Vice President of the Government of New Caledonia
- In office 9 July 2019 – 22 July 2021
- President: Thierry Santa
- Preceded by: Jean-Louis d'Anglebermes
- Succeeded by: Isabelle Champmoreau
- In office 3 March 2011 – 5 June 2014
- President: Harold Martin
- Preceded by: Pierre Ngaiohni
- Succeeded by: Vacant

Mayor of Canala
- Incumbent
- Assumed office 16 March 2001
- Preceded by: Gustave Kataoui

Personal details
- Born: 28 March 1958 (age 68) Canala, New Caledonia
- Party: Caledonian Union

= Gilbert Tyuienon =

New Caledonian politician

Gilbert Tyuiénon (born 28 March 1958) is a New Caledonian politician.

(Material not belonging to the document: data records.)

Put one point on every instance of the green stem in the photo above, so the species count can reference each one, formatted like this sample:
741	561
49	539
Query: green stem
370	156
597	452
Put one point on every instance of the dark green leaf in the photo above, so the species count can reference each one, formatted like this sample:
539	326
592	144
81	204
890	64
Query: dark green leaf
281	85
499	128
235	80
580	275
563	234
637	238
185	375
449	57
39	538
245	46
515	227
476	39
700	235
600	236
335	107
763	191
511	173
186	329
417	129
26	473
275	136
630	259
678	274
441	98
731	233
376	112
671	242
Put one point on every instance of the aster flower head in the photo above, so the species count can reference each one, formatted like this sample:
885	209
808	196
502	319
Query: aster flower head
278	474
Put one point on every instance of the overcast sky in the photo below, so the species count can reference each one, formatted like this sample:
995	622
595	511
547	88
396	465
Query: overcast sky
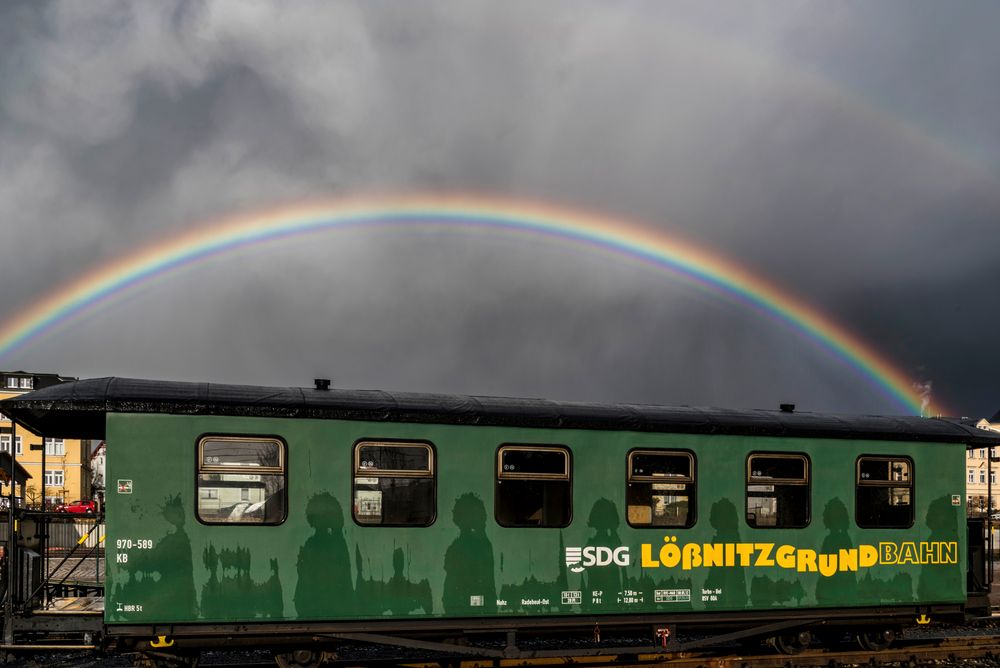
848	152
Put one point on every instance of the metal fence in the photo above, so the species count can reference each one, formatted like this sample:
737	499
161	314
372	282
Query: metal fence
64	532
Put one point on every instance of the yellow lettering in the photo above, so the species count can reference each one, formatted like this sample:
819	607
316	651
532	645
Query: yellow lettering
786	556
806	561
764	554
745	550
908	553
712	555
827	564
867	556
670	555
647	557
692	556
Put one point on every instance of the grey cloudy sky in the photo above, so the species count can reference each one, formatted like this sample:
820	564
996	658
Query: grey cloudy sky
848	152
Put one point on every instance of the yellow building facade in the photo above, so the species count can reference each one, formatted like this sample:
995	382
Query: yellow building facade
62	466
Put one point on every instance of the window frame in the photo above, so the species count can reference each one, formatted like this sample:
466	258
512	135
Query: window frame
691	479
54	473
54	447
910	484
499	475
749	480
431	473
281	469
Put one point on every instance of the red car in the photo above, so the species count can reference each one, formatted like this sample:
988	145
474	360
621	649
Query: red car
77	507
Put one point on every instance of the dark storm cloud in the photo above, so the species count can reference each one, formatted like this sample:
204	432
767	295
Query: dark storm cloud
848	153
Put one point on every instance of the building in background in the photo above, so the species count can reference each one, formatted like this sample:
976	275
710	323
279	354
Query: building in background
980	477
66	474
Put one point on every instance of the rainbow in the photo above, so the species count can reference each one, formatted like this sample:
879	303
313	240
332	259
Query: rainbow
74	299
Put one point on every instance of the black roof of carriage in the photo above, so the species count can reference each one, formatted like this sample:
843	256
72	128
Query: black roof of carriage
77	410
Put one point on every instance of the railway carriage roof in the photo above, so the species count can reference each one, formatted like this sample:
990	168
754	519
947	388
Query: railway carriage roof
78	410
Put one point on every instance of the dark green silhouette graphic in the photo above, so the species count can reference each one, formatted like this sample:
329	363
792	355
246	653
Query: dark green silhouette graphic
398	596
324	567
236	590
161	579
765	592
842	586
731	583
942	581
469	584
896	589
604	579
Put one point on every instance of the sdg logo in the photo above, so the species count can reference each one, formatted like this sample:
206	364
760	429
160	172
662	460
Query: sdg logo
579	558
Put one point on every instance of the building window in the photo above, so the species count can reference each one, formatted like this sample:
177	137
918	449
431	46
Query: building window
394	484
241	480
533	486
659	490
778	491
5	443
884	492
55	447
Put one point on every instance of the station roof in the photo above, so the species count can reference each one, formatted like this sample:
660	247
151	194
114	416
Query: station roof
21	474
78	410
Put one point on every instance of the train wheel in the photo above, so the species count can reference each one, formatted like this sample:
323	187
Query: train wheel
791	643
300	658
876	641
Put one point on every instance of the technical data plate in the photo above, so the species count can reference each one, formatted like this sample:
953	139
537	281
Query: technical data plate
74	605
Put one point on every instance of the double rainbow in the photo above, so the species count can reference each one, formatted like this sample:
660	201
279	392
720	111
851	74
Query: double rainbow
74	299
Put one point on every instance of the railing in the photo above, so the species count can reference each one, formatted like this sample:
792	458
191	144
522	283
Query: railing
62	557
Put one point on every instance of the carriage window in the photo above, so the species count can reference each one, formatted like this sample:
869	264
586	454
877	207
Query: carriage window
533	486
394	484
660	488
778	491
241	480
884	493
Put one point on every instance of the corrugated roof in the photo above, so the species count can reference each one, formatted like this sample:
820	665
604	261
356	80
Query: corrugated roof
78	410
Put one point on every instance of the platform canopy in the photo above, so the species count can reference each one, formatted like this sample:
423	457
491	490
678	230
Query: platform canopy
78	410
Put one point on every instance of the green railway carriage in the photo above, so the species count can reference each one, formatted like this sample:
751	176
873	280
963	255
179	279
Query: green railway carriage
274	511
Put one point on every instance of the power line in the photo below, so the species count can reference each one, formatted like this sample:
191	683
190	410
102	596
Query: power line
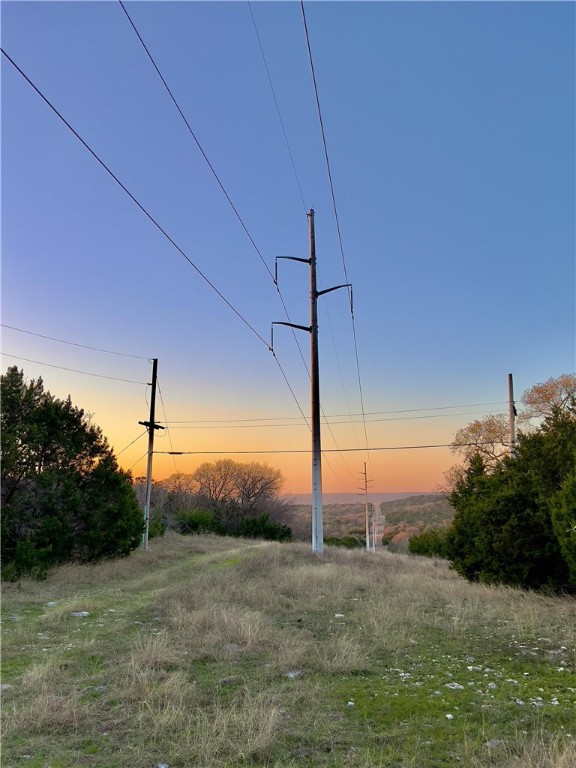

He is a pro-independence ethnic Kanak. Tyuiénon-was elected Vice President of New Caledonia on 11 March 2011 in the collegial cabinet of Harold Martin and held that position until 5 June 2014. As of 2018, he continues to be a member of the collegial government.

He was reelected as Vice President of New Caledonia on 9 July 2019 in the cabinet of Thierry Santa. He left office on 22 July 2021.

Tyuiénon was elected as mayor of Canala in 2001 as candidate of Caledonian Union.